Dominic Wilson at Oxford chastises the United States for enacting laws that "should not be." He finds it "astounding that a state" -- he focuses on New York -- "feels that it is necessary to legislate to make doctors do what they should be doing anyway." After all, Wilkinson notes, "the United States has enshrined autonomy as the keystone of medical ethics." Alas, common law duties of informed consent have not proven sufficient to induce physicians to discuss end-of-life options with patients. Sure, New York's new "right to know" or R2K law is awkward (and perhaps offensive to healthcare providers) in that it legislates the content of the physician-patient relationship. But the failure to empower patients about these very important decisions is so widespread that legislation has become necessary.

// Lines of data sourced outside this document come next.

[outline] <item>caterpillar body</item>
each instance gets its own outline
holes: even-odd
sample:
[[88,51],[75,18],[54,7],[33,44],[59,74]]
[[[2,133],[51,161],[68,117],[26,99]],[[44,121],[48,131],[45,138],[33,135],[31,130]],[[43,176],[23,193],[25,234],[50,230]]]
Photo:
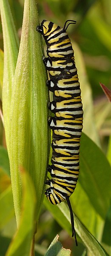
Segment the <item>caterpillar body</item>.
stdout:
[[53,204],[66,201],[70,211],[72,236],[77,245],[73,212],[69,198],[73,193],[79,173],[80,138],[83,128],[83,111],[80,83],[74,52],[66,32],[75,20],[68,20],[63,27],[43,20],[37,30],[43,35],[47,45],[48,58],[44,57],[49,90],[53,100],[48,108],[54,113],[48,118],[53,131],[51,179],[45,194]]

New York joins California and Vermont, which also have R2K laws:
- N.Y. A.B. 7617 (2009) (Gottfried), enacted as Ch. 331, codified at N.Y. Pub. Health Law 2997-C.
- Cal. A.B. 2747 (2009) (Berg), codified at Cal. Health & Safety Code § 442.5.
- Vt. H.B. 435 (2009) (Patient Bill of Rights for Palliative Care and Pain Management), enacted as Vt. Laws No. 25, codified at Vt. Stat. tit. 18 § 1871
Bills have been introduced in other states, Including Arizona and Maryland:
- Ariz. S.B. 1311, 49th Leg. (2009).
- Md. H.B. 30 (2009) (Bobo & Manno)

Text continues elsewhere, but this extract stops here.